Uraufführung in Leipzig

Ebenfalls eine österreichische Erstaufführung ist das Stück „Am Beispiel der Butter“ des 1985 in Graz geborenen Ferdinand Schmalz. Schmalz gewann 2013 den Retzhofer Dramapreis. Im kommenden März wird „Am Beispiel der Butter“ in Leipzig uraufgeführt, danach wird das Stück in einer Inszenierung von Stephan Kasimir zu sehen sein.

„Man muss dankbar sein“ und „Ihr könnt froh sein“ sind zwei Theatertexte von Volker Schmid (geboren 1976 in Klosterneuburg). Während der erste Text bereits 2007 in Wien uraufgeführt wurde, verwebt Hubert Dragaschnig nun die beiden Texte zu einem einzigen Theaterabend. Globalisierung, Schlepperbanden und Systemkritik stehen im Mittelpunkt der Produktion.

Die letzte große Produktion des Theaters ist ein Auftragswerk. Die junge Vorarlberger Autorin Nadja Spiegel arbeitet gerade an einem Text mit dem Arbeitstitel „Kilometer fressen macht auch nicht satt“. Regie wird Augustin Jagg führen.
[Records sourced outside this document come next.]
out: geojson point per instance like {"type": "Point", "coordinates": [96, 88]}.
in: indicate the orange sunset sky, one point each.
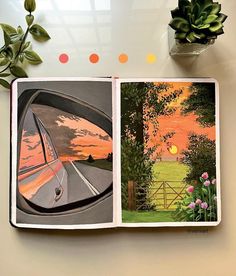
{"type": "Point", "coordinates": [181, 125]}
{"type": "Point", "coordinates": [77, 138]}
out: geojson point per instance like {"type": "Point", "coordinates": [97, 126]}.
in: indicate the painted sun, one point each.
{"type": "Point", "coordinates": [173, 149]}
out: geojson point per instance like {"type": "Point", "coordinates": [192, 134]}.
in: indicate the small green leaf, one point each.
{"type": "Point", "coordinates": [4, 61]}
{"type": "Point", "coordinates": [18, 72]}
{"type": "Point", "coordinates": [175, 13]}
{"type": "Point", "coordinates": [30, 5]}
{"type": "Point", "coordinates": [211, 18]}
{"type": "Point", "coordinates": [219, 32]}
{"type": "Point", "coordinates": [39, 33]}
{"type": "Point", "coordinates": [4, 83]}
{"type": "Point", "coordinates": [7, 39]}
{"type": "Point", "coordinates": [16, 37]}
{"type": "Point", "coordinates": [221, 18]}
{"type": "Point", "coordinates": [199, 21]}
{"type": "Point", "coordinates": [216, 26]}
{"type": "Point", "coordinates": [180, 35]}
{"type": "Point", "coordinates": [32, 57]}
{"type": "Point", "coordinates": [180, 24]}
{"type": "Point", "coordinates": [203, 26]}
{"type": "Point", "coordinates": [8, 29]}
{"type": "Point", "coordinates": [9, 53]}
{"type": "Point", "coordinates": [216, 8]}
{"type": "Point", "coordinates": [29, 19]}
{"type": "Point", "coordinates": [4, 75]}
{"type": "Point", "coordinates": [21, 58]}
{"type": "Point", "coordinates": [199, 35]}
{"type": "Point", "coordinates": [20, 30]}
{"type": "Point", "coordinates": [190, 37]}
Wie schon im vergangenen Jahr wird es auch heuer wieder Kosmosdrom-Weekends geben – kuratiert von Stephan Kasimir. Unter dem Motto „OberUnterOderland“ haben sich unter anderen Linda Achberger, Maya Rinderer und Amos C. Postner mit dem Thema Vorarlberg beschäftigt. Bei sämtlichen Kosmosdrom-Veranstaltungen sollen junge Talente aus Vorarlberg die Chance bekommen, mitzuwirken. So werden beispielsweise Lisa Weiss und Stefan Pohl einen Abend inszenieren. Auch die Theaterallianz mit Häusern in Wien, Graz und Linz und Klagenfurt besteht weiter. Ein Festival wird zwar dieses Jahr nicht über die Bühne gehen, dafür aber wird es zu einem Stücke-Austausch zwischen Bregenz und dem Schauspielhaus Wien kommen.

Inhaltlich ist das Kosmosjahr von der Förderung junger Talente bestimmt. Finanziell braucht das Theater aber selbst Förderung. Durch einen auf drei Jahre angelegten Konsolidierungsplan sei das Korsett jetzt noch enger, sagen Dragaschnig und Jagg. Die Eigenleistung des Theaters liege für 2013 bei 23 Prozent, wichtigster Subventionsgeber sei das Land. „Wenn alle Stricke reißen, trifft es die letzte Produktion,“ meint Jagg. Vergangenes Jahr haben 11.000 Menschen die insgesamt 126 Veranstaltungen des Theaters besucht. Die Auslastung lag damit bei rund 80 Prozent.